In 1626, this small vessel brought 25 passengers and their possessions from Europe to America. Bound for Virginia, they landed in distress on Cape Cod after the hardships of a stormy voyage of 6 weeks. The details of the shipwreck are found in William Bradford’s Of Plymouth Plantation. Guided to Plymouth by Cape Cod Natives, two survivors told their sad story to Governor Bradford, who immediately sent a shallop to rescue the stranded passengers and crew. The Pilgrims provided food and shelter for the castaways for nine months, at which time two vessels heading for Virginia gave them transport.
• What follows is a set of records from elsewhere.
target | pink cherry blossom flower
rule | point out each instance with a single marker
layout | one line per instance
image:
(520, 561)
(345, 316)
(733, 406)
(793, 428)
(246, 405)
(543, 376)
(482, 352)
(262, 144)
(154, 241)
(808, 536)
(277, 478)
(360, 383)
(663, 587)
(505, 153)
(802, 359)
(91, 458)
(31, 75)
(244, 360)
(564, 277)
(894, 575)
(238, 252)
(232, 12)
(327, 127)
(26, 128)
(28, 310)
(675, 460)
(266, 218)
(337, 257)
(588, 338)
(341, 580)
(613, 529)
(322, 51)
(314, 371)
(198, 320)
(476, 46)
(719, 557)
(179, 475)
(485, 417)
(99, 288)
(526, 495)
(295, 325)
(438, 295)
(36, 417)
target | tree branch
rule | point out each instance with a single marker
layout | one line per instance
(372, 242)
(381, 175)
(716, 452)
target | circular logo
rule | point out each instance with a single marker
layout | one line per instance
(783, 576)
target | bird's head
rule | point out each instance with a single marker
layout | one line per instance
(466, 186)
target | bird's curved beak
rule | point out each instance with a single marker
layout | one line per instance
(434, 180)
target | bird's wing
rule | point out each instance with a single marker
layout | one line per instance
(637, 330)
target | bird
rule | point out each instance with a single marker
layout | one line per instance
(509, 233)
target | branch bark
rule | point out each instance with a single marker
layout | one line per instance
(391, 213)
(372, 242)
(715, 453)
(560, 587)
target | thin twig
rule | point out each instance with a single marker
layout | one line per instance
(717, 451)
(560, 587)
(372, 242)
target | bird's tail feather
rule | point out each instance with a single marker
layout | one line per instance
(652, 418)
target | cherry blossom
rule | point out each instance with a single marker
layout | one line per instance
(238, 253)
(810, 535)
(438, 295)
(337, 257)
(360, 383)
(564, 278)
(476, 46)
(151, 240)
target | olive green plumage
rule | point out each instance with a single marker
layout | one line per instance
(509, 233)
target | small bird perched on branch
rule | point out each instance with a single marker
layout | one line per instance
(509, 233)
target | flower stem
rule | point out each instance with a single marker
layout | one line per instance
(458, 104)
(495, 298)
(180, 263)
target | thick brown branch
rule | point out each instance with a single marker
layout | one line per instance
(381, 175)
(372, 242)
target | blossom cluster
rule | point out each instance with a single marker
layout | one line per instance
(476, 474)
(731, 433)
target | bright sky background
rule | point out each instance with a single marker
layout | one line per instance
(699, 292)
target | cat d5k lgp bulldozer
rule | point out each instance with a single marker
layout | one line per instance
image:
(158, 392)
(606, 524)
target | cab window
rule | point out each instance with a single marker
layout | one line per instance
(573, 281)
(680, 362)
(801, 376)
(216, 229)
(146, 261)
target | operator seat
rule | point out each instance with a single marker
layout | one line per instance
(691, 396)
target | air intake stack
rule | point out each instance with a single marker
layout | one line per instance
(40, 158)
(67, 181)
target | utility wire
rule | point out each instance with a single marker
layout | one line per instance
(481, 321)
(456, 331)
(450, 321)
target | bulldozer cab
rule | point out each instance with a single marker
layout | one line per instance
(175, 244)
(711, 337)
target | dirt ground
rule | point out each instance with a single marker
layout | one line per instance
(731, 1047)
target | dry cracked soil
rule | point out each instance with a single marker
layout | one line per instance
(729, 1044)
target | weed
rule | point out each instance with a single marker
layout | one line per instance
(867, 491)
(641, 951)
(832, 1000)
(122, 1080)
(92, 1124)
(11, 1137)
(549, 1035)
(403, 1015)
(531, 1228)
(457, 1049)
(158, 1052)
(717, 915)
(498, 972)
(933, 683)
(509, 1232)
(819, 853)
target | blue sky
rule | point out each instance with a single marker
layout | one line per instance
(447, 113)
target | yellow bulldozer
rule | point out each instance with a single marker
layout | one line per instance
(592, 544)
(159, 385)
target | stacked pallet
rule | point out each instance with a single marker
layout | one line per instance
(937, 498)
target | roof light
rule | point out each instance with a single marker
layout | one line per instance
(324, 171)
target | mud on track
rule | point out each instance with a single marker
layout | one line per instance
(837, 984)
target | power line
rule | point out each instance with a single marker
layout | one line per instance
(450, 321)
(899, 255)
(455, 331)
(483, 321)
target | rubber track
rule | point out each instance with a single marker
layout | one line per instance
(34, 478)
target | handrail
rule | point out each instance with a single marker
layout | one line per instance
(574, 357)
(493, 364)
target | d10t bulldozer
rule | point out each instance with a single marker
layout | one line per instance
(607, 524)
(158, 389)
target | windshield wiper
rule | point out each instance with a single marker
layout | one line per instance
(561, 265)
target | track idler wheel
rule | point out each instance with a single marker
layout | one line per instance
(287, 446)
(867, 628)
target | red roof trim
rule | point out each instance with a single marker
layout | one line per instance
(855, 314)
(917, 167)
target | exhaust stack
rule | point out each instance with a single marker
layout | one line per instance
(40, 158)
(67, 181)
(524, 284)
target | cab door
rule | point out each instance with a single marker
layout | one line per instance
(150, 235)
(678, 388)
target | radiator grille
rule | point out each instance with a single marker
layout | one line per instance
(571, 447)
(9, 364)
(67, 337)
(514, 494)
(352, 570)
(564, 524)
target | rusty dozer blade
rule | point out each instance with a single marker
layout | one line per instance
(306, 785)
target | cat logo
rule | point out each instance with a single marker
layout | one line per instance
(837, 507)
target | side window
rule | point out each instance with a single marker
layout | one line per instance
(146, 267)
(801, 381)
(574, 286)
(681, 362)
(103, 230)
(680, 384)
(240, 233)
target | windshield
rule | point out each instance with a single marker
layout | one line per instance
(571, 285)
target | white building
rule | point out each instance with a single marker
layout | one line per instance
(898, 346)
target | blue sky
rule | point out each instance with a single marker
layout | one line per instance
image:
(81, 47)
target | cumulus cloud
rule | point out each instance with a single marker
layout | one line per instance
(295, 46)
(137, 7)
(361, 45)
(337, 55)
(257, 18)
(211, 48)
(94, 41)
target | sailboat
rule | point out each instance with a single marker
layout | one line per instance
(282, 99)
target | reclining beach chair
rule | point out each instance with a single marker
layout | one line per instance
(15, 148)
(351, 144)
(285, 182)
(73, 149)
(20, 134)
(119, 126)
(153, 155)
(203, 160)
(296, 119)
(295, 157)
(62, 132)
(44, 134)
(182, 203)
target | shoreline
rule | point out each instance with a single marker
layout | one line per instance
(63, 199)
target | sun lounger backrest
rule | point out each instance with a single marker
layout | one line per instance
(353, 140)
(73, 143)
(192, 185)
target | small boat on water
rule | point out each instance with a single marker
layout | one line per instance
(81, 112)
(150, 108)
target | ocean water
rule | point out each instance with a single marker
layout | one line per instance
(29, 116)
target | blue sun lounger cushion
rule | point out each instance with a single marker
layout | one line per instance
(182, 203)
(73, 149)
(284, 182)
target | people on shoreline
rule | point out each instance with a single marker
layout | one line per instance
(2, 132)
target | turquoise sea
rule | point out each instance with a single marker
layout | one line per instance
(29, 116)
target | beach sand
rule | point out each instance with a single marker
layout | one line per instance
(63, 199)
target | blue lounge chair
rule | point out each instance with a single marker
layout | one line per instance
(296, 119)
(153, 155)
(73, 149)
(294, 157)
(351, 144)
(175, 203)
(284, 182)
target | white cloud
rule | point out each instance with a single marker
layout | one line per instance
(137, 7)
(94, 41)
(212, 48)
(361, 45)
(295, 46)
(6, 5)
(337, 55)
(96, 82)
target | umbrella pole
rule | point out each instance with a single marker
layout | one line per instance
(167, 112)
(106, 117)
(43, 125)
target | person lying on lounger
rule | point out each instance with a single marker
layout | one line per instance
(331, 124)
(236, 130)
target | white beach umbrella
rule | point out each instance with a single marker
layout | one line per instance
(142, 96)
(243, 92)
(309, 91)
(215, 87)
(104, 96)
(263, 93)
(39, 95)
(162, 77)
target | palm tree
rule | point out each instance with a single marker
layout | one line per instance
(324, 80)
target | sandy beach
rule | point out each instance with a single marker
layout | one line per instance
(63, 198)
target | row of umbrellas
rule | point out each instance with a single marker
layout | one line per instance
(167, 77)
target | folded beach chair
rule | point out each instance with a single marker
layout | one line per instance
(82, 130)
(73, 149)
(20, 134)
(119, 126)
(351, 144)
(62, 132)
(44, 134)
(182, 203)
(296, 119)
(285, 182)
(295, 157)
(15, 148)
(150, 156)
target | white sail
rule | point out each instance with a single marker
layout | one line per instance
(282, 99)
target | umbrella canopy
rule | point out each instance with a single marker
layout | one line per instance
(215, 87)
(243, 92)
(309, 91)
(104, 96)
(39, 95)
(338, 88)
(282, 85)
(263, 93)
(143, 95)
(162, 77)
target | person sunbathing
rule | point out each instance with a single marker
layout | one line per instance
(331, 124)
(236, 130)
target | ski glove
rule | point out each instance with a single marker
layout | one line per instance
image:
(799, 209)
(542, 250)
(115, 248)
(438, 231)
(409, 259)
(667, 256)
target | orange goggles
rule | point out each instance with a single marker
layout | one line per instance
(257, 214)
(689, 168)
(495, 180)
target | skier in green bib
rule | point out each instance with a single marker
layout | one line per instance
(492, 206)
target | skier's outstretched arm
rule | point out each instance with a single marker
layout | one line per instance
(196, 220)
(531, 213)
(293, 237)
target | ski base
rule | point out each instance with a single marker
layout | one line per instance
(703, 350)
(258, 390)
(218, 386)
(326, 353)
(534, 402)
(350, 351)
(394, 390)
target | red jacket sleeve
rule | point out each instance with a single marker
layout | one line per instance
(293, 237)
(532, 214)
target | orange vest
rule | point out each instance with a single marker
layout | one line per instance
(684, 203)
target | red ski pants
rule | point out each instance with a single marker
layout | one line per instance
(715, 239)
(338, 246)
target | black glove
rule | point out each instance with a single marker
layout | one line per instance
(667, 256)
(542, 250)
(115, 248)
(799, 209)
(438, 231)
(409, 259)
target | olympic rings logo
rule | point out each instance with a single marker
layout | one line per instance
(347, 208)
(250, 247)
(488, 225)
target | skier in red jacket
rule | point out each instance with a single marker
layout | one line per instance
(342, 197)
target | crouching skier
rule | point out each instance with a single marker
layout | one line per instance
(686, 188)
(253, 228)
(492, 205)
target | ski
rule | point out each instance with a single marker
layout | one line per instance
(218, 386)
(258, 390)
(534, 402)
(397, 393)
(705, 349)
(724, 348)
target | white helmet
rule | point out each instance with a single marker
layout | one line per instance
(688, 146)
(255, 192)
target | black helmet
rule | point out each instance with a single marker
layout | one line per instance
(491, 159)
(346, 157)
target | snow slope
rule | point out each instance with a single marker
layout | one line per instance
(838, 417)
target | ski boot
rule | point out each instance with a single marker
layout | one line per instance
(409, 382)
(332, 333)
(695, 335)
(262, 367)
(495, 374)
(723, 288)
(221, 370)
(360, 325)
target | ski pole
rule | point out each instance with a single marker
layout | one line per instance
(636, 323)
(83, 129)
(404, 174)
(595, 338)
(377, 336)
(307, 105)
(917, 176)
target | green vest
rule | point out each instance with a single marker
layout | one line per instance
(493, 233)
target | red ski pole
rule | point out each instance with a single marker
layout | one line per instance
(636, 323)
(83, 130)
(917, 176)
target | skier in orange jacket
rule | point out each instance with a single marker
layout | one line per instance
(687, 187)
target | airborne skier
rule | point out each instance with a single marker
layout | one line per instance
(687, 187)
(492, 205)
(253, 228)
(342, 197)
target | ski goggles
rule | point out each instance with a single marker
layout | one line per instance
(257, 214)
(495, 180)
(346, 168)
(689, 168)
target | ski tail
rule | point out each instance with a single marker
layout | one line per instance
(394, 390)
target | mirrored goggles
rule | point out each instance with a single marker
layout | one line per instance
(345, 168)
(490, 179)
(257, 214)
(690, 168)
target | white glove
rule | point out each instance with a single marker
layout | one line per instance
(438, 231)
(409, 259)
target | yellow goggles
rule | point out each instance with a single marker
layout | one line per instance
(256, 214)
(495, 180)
The Sparrow-Hawk is the only surviving remains of a 17th century trans-Atlantic vessel. These original timbers exemplify the small, sturdy ships vital to the colonization of America. Their size is evidence of the courage of those who undertook the journey to the New World. The Sparrow-Hawk, of about 36 tons and 40 feet in length, was typical of 17th century vessels. The Mayflower, of 180 tons, was one of the largest. The Fortune, which came to Plymouth in 1621, was about 50 tons.
After being wrecked in 1626, the Sparrow-Hawk was buried in sand and mud in a part of Orleans later known as "Old Ship Harbor." The timbers were visible from time to time until 1862, when they were uncovered in a great storm. The ancient hull was removed and reassembled. After exhibition in many cities, including on Boston Common, it was presented to the Pilgrim Society in 1889.
The Sparrow-Hawk is currently in storage at Pilgrim Hall Museum. A major exhibition focused on the shipwreck is planned for 2018.